If there has ever been a “thing” that has sought to define how I see my value, it would be my “relationship status”. Being 27 and still single might be easy for someone out there, but it has not been for me…pretty much since the time I was 14 and still single. It’s not easy watching other people – including close friends “live the dream”. Hollywood and pop culture don’t help much either. It’s almost the unwritten code that if you are single (especially older and single), then something must be wrong with you. Or maybe that’s just what we’re tempted to think about ourselves.
And then there are the people who hear me say these things and say, “Oh you’re so young!” Enter respectful pause. I love you. I really do. But please stop talking. You just missed the whole point of what I was just trying to say. I’m not saying I’m hopeless. I’m not saying that I’m old. I am saying that the desire of my heart to love someone else and to be loved has not yet been met, and it is a real struggle for me.
That, in and of itself, IS TOTALLY OK. It’s ok to not have every longing met and desire satisfied. In fact, it is actually a healthy thing. The problem (or rather the sin) enters when we begin to internalize what is lacking to mean something much more significant. We begin to believe lies about ourselves and our situations. We determine our worth and happiness based on whether or not these desires are fulfilled. We begin to develop unrealistic expectations of things and people that they were never meant to carry, and we ultimately look for satisfaction from them that can only be given by God.
If you struggle with the temptation to determine your worth or value from something or someone other than God, I want to tell you something: that means you’re human. I also want to tell you that temptation is not sin. Sin comes in when we respond wrongly to that temptation. In some ways, I think the struggle is ok, when faced in the power of Christ, because it has the potential of making us sharper in our walk with Him. However, when we recognize that we have this area of struggle, our spiritual ears need to perk and our spiritual eyes need to focus. Alarms need to sound and action needs to be taken. Temptation should be that red flag and flashing warning light that causes us to run with all we’ve got in just one direction: away from the temptation and toward Jesus.
I can’t speak into every kind of “idol” here, so I will address my own particular area of struggle: the desire to love someone else and be loved; the desire to be in relationship.

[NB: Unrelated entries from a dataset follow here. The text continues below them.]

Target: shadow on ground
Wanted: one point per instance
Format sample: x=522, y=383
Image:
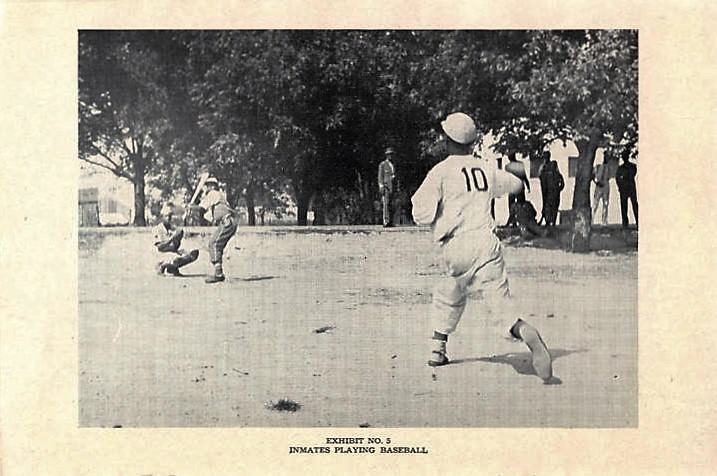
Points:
x=604, y=240
x=521, y=361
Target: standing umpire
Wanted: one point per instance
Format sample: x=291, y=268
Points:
x=386, y=174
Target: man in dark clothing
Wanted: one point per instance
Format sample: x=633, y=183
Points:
x=516, y=168
x=625, y=179
x=524, y=213
x=551, y=184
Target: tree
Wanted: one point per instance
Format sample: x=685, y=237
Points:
x=580, y=86
x=123, y=104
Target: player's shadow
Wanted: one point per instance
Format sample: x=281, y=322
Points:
x=255, y=278
x=522, y=361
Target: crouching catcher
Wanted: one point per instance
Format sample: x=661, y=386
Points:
x=168, y=242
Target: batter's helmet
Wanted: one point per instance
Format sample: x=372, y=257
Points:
x=460, y=128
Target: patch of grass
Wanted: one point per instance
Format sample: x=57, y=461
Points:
x=284, y=405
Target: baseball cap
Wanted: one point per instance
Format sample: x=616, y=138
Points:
x=460, y=128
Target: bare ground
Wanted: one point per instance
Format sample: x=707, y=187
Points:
x=337, y=321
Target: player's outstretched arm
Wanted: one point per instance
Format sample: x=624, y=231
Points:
x=425, y=200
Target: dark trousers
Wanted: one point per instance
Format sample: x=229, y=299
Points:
x=387, y=208
x=514, y=198
x=226, y=229
x=624, y=197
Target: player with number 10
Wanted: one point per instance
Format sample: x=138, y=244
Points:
x=454, y=199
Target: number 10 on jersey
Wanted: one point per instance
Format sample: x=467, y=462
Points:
x=479, y=185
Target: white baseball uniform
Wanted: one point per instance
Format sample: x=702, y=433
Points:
x=454, y=199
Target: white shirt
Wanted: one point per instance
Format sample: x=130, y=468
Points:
x=455, y=196
x=215, y=204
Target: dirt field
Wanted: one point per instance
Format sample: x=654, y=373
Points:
x=337, y=320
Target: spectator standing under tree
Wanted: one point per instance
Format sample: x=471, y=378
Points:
x=516, y=168
x=601, y=177
x=625, y=179
x=541, y=172
x=551, y=184
x=386, y=174
x=524, y=213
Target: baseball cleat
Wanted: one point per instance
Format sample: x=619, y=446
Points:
x=542, y=362
x=214, y=279
x=439, y=358
x=160, y=268
x=173, y=270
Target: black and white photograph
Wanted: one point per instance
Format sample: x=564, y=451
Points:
x=358, y=228
x=378, y=237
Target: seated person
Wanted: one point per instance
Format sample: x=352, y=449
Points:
x=525, y=214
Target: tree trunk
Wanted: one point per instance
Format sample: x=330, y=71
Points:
x=319, y=210
x=139, y=195
x=582, y=212
x=250, y=211
x=303, y=198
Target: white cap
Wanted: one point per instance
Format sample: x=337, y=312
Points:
x=460, y=128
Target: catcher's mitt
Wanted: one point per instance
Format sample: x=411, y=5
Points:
x=172, y=244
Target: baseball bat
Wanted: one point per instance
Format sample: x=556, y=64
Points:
x=202, y=179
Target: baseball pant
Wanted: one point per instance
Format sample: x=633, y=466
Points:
x=226, y=229
x=604, y=197
x=469, y=272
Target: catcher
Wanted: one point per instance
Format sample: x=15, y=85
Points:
x=168, y=241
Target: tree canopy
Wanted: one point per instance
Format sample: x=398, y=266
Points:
x=310, y=112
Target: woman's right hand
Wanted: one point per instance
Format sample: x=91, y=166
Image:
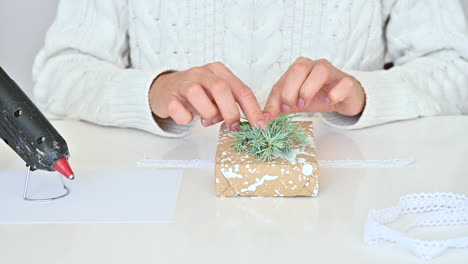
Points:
x=211, y=91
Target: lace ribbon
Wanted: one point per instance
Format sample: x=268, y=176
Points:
x=439, y=209
x=195, y=163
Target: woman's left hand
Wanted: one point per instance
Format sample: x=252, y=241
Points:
x=315, y=86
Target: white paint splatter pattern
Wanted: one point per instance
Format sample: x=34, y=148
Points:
x=259, y=182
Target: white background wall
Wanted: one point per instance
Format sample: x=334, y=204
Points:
x=23, y=24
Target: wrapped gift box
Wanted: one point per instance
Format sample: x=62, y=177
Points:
x=240, y=174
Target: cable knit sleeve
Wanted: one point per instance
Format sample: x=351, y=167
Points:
x=428, y=43
x=82, y=71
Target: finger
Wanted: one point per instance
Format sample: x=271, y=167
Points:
x=273, y=104
x=221, y=92
x=341, y=91
x=319, y=76
x=243, y=95
x=202, y=103
x=293, y=81
x=178, y=112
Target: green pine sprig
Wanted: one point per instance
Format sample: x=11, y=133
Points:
x=279, y=138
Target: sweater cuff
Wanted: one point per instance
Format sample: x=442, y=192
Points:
x=130, y=106
x=388, y=98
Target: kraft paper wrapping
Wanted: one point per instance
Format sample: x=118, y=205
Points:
x=240, y=174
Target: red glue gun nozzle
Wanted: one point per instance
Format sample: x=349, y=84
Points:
x=63, y=167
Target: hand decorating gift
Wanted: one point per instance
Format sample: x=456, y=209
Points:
x=278, y=161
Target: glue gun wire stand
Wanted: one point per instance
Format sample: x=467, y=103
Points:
x=28, y=132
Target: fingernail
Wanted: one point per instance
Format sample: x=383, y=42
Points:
x=216, y=120
x=235, y=126
x=300, y=103
x=285, y=108
x=262, y=124
x=206, y=123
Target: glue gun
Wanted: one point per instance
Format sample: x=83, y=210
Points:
x=28, y=132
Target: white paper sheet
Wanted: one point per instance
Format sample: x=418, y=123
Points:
x=139, y=195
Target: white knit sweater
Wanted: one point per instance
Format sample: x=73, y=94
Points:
x=100, y=57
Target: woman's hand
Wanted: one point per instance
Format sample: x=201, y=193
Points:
x=315, y=86
x=211, y=91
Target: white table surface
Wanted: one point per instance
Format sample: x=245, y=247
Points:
x=207, y=229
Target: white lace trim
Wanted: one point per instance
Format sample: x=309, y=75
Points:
x=196, y=163
x=439, y=209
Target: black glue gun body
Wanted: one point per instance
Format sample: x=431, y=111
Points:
x=27, y=131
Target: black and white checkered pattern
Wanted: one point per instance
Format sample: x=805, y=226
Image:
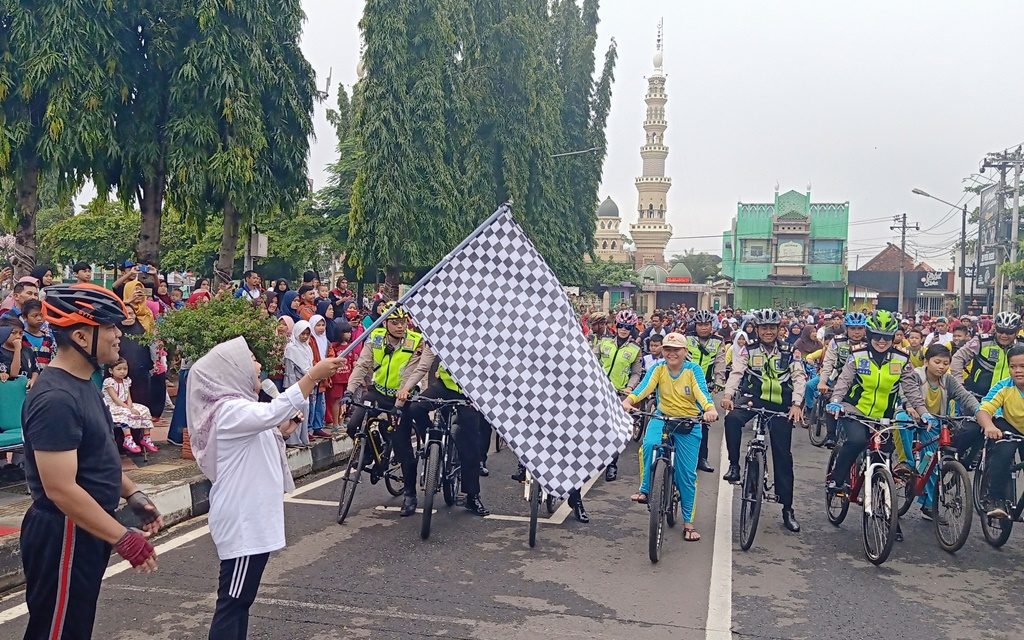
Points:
x=504, y=328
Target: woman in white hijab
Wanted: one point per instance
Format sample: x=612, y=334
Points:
x=298, y=360
x=238, y=444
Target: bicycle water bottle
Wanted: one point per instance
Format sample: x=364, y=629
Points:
x=925, y=461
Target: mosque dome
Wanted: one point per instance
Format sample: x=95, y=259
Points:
x=608, y=209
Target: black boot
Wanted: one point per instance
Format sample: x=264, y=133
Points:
x=611, y=473
x=732, y=474
x=790, y=520
x=474, y=506
x=409, y=505
x=579, y=511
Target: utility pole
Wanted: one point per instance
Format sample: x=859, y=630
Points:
x=902, y=226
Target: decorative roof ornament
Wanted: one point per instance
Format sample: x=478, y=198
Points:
x=658, y=52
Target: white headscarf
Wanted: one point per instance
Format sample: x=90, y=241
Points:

We were created for relationship, and we were created with desires toward romantic relationships. This is not wrong. It is also not wrong to be in a romantic relationship. So at what point is this a problem? The problem is when I want a man’s heart more than I want God’s heart. The problem is when I think about falling in love with a man more often and more deeply than I think about falling in love with God. The problem is when the adventure of romance excites me more than the Great Adventure with God. The problem is when the lack of love from a human makes me feel depleted and rejected. Red flashing light – WARNING – my perspective is off. When I realize that this is happening, there is only one proper response that I could have: I must run to Jesus. I must immerse myself in His embrace. I must ask Him to once again inspire me with the vision of His Kingdom on earth as it is in heaven. I must pray, Lord, focus my eyes.
I have met a lot of amazing guys in my life; guys that love Jesus with all their hearts and long to serve Him. THAT is attractive. THAT catches my eye. However, Dr. Juli Slattery puts it well: “A good thing that becomes the primary thing immediately becomes an immoral thing.” My standard for marriage can be wrapped up in one simple statement: If I run after Jesus with all my heart and he runs after Jesus with all his heart, do we find ourselves running in the same direction? If the answer is no, then he is not right for me. Period. He can be a great guy. He can have a great heart. However, I have determined that I would rather be single than live my life in any other way than 110% sold out for Jesus. Life is too short and eternity too important to waste a moment looking to the right or to the left. My motto? I want to be like an arrow aimed straight at the heart of Jesus. An arrow doesn’t take detours. An arrow doesn’t rethink the plan. It simply flies, launched toward its target and it doesn’t stop until it gets there.
What is God convicting you of today? What have you desired more than Christ? What loves need to be refocused in your life today? Take the time. It really is the most important thing.